Unigram tokenization

The Unigram algorithm is often used in SentencePiece, which is the tokenization algorithm used by models like AlBERT, T5, mBART, Big Bird, and XLNet.

💡 This section covers Unigram in depth, going as far as showing a full implementation. You can skip to the end if you just want a general overview of the tokenization algorithm.

Training algorithm

Compared to BPE and WordPiece, Unigram works in the other direction: it starts from a big vocabulary and removes tokens from it until it reaches the desired vocabulary size. There are several options to use to build that base vocabulary: we can take the most common substrings in pre-tokenized words, for instance, or apply BPE on the initial corpus with a large vocabulary size.

At each step of the training, the Unigram algorithm computes a loss over the corpus given the current vocabulary. Then, for each symbol in the vocabulary, the algorithm computes how much the overall loss would increase if the symbol was removed, and looks for the symbols that would increase it the least. Those symbols have a lower effect on the overall loss over the corpus, so in a sense they are “less needed” and are the best candidates for removal.

This is all a very costly operation, so we don’t just remove the single symbol associated with the lowest loss increase, but the $p$ ($p$ being a hyperparameter you can control, usually 10 or 20) percent of the symbols associated with the lowest loss increase.
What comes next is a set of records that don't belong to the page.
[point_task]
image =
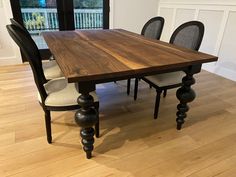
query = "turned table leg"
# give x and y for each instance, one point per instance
(86, 117)
(185, 94)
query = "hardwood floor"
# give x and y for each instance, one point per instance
(132, 143)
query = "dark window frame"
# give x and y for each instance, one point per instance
(65, 10)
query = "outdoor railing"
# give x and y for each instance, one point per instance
(38, 19)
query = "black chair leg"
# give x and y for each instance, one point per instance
(128, 86)
(48, 126)
(97, 132)
(165, 93)
(158, 97)
(136, 89)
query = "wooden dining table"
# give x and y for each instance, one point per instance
(90, 57)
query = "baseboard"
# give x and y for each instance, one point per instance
(220, 70)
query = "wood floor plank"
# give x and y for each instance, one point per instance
(132, 143)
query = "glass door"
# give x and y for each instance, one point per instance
(48, 15)
(39, 16)
(88, 14)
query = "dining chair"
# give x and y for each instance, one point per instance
(152, 30)
(53, 95)
(188, 35)
(50, 68)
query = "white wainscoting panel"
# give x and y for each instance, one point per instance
(227, 53)
(212, 29)
(219, 39)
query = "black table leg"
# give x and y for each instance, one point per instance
(186, 94)
(86, 117)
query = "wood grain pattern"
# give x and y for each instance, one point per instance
(86, 55)
(132, 144)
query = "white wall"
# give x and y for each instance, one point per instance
(9, 52)
(219, 18)
(126, 14)
(132, 14)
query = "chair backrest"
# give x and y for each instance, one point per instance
(14, 22)
(188, 35)
(153, 28)
(31, 52)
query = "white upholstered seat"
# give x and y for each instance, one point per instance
(166, 79)
(61, 93)
(51, 70)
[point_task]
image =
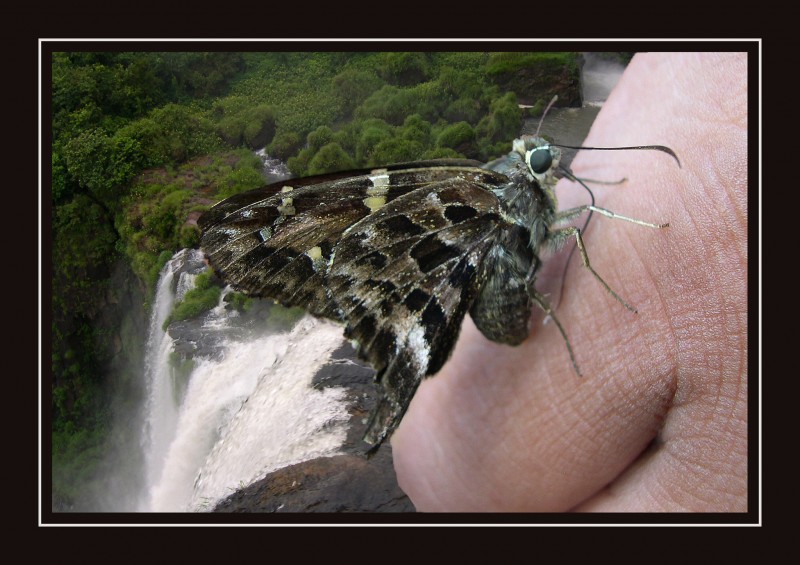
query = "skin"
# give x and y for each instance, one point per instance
(658, 421)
This process is then repeated until the vocabulary has reached the desired size.

Note that we never remove the base characters, to make sure any word can be tokenized.

Now, this is still a bit vague: the main part of the algorithm is to compute a loss over the corpus and see how it changes when we remove some tokens from the vocabulary, but we haven’t explained how to do this yet. This step relies on the tokenization algorithm of a Unigram model, so we’ll dive into this next.

We’ll reuse the corpus from the previous examples:

("hug", 10), ("pug", 5), ("pun", 12), ("bun", 4), ("hugs", 5)

and for this example, we will take all strict substrings for the initial vocabulary :

["h", "u", "g", "hu", "ug", "p", "pu", "n", "un", "b", "bu", "s", "hug", "gs", "ugs"]

Tokenization algorithm

A Unigram model is a type of language model that considers each token to be independent of the tokens before it. It’s the simplest language model, in the sense that the probability of token X given the previous context is just the probability of token X. So, if we used a Unigram language model to generate text, we would always predict the most common token.

The probability of a given token is its frequency (the number of times we find it) in the original corpus, divided by the sum of all frequencies of all tokens in the vocabulary (to make sure the probabilities sum up to 1). For instance, "ug" is present in "hug", "pug", and "hugs", so it has a frequency of 20 in our corpus.

Here are the frequencies of all the possible subwords in the vocabulary:

("h", 15) ("u", 36) ("g", 20) ("hu", 15) ("ug", 20) ("p", 17) ("pu", 17) ("n", 16)
("un", 16) ("b", 4) ("bu", 4) ("s", 5) ("hug", 15) ("gs", 5) ("ugs", 5)

So, the sum of all frequencies is 210, and the probability of the subword "ug" is thus 20/210.

✏️ Now your turn! Write the code to compute the frequencies above and double-check that the results shown are correct, as well as the total sum.

Now, to tokenize a given word, we look at all the possible segmentations into tokens and compute the probability of each according to the Unigram model. Since all tokens are considered independent, this probability is just the product of the probability of each token. For instance, the tokenization ["p", "u", "g"] of "pug" has the probability: $P([``p", ``u", ``g"]) = P(``p") \times P(``u") \times P(``g") = \frac{5}{210} \times \frac{36}{210} \times \frac{20}{210} = 0.000389$

Comparatively, the tokenization ["pu", "g"] has the probability: $P([``pu", ``g"]) = P(``pu") \times P(``g") = \frac{5}{210} \times \frac{20}{210} = 0.0022676$

so that one is way more likely. In general, tokenizations with the least tokens possible will have the highest probability (because of that division by 210 repeated for each token), which corresponds to what we want intuitively: to split a word into the least number of tokens possible.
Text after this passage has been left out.